I found a couple of interesting studies that look at the effect of a compressed eating window. This first study shows that circadian rhythms were important for determing the effects of food intake. Mice fed a high-fat diet during the 12-hour dark period (mice are obviously nocturnal) gained less weight than mice fed a high-fat diet during the 12-hour light period. This is similar to what you see in studies on shift workers.
The second study takes a different angle. The researchers again fed rats a high-fat diet. The control group had access to calories over 24 hours. The treatment group had a condensed feeding window of 8 hours. The result: no weight gain for the mice with the condensed eating window! This happened even though calorie intake was exactly the same in both groups.
So as far as I can tell from these two separate studies, even given a high-fat diet, shortening the feeding window from 12 to 8 hours will prevent obesity in mice.

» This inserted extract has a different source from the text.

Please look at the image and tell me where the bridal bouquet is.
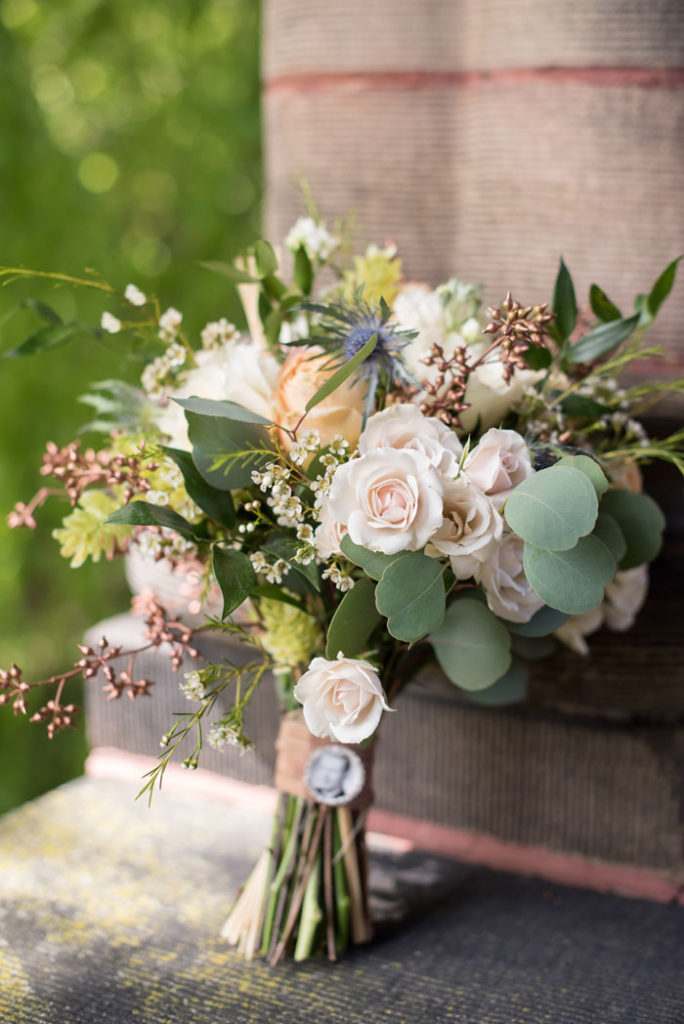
[0,218,684,963]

Stefani Ruper recently did a great piece cautioning that much of the research on IF has been on males and the results do not look as unequivocally positive for females. A good read for women considering this tool: http://www.paleoforwomen.com/shattering-the-myth-of-fasting-for-women-a-review-of-female-specific-responses-to-fasting-in-the-literature/
I believe it. I’ve seen similar things in the research literature.
Warrior Diet.
Or Leangains.
At 114, Walter Breuning said one of the reasons he lived so long was that he only ate breakfast and lunch. Unfortunately, most of us don’t have the innate disposition required to keep this discipline our entire lives.
The success rate is probably similar to the percentage of night owls who permanently transform themselves into early morning risers.